Embora tenha recebido perdão judicial em relação ao homicídio culposo, Monique foi condenada por tortura por omissão.
Segundo o entendimento da Justiça, ela deixou de agir para impedir as agressões sofridas pelo filho.
A pena fixada foi de 1 ano e 4 meses de detenção.
No entanto, como ela já permaneceu presa preventivamente por período superior a esse tempo, a pena foi considerada integralmente cumprida.
Por isso, Monique deixou a prisão após a sentença.

Jairinho ficará preso por 43 anos?
A condenação de 43 anos representa a pena aplicada na sentença.
Entretanto, como acontece em qualquer processo criminal, ainda existem etapas jurídicas futuras, incluindo recursos e a execução da pena.
Além disso, a legislação brasileira estabelece regras específicas para progressão de regime e cumprimento penal.
Especialistas explicam que o tempo efetivo de permanência no sistema prisional depende de diversos fatores que serão analisados ao longo dos próximos anos.

O que acontece agora?
Com a leitura da sentença, encerra-se uma das etapas mais importantes do caso Henry Borel.

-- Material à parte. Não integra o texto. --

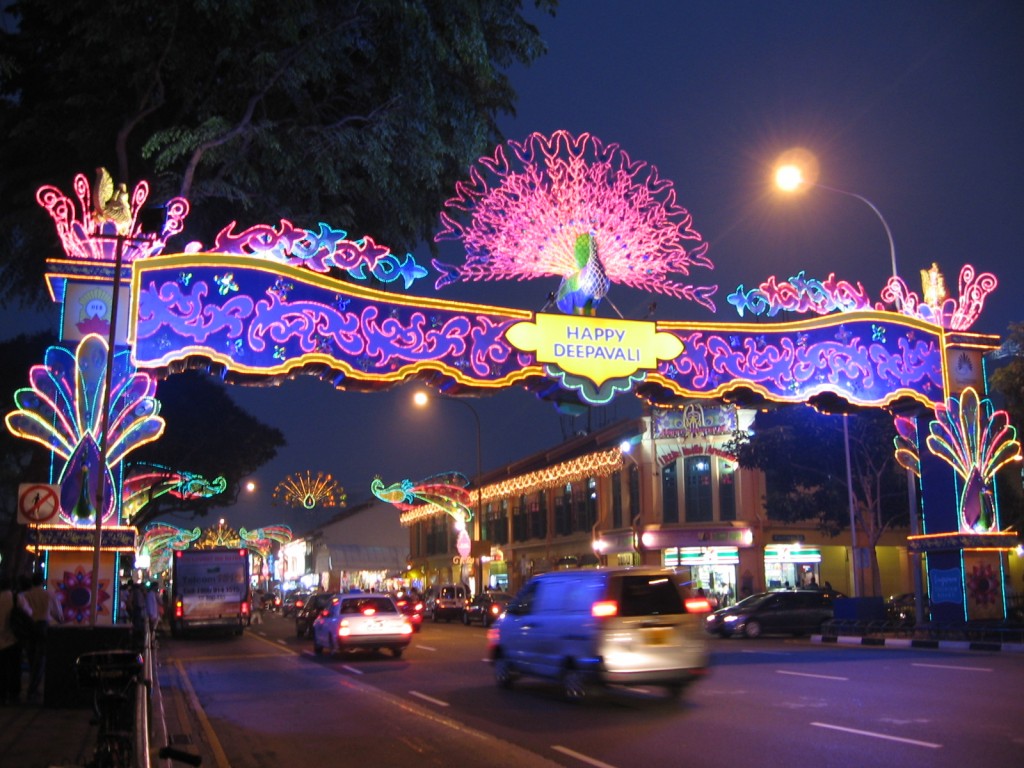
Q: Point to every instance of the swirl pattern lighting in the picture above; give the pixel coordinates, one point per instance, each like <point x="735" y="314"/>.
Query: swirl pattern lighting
<point x="302" y="489"/>
<point x="576" y="208"/>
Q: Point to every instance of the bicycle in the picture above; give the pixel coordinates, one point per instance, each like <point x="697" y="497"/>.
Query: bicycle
<point x="114" y="677"/>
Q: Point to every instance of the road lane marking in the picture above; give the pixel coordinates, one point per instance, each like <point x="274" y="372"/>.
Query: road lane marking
<point x="808" y="674"/>
<point x="953" y="667"/>
<point x="425" y="697"/>
<point x="211" y="735"/>
<point x="582" y="758"/>
<point x="873" y="734"/>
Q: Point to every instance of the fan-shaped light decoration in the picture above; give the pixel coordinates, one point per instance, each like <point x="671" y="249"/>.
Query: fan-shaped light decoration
<point x="262" y="540"/>
<point x="62" y="411"/>
<point x="438" y="494"/>
<point x="578" y="209"/>
<point x="148" y="481"/>
<point x="302" y="489"/>
<point x="976" y="445"/>
<point x="220" y="535"/>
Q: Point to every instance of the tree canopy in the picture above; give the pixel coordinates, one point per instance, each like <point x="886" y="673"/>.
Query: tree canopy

Para a Justiça, ficou reconhecida a responsabilidade criminal de Jairinho pela morte da criança.
Já em relação a Monique, o entendimento foi diferente, resultando na desclassificação do homicídio e na aplicação do perdão judicial.
Embora a decisão encerre o julgamento em primeira instância, os desdobramentos jurídicos ainda devem continuar.
O Resumo da decisão
- Jairinho foi condenado a 43 anos, 9 meses e 20 dias de prisão.

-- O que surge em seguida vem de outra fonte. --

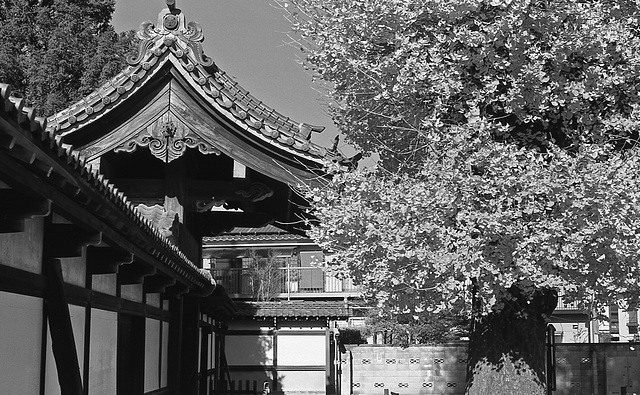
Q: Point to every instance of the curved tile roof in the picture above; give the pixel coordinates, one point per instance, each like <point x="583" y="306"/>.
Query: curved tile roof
<point x="179" y="42"/>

- A condenação inclui homicídio qualificado, tortura e coação no curso do processo.
- O ex-vereador cumprirá inicialmente a pena em regime fechado.
- Monique teve a acusação de homicídio doloso desclassificada para homicídio culposo.
- A juíza concedeu perdão judicial a Monique.
- Perdão judicial não significa absolvição.
- Monique também foi condenada por tortura por omissão.
- A pena aplicada a ela foi considerada cumprida.
- O julgamento foi o mais longo da história do Tribunal de Justiça do Rio de Janeiro.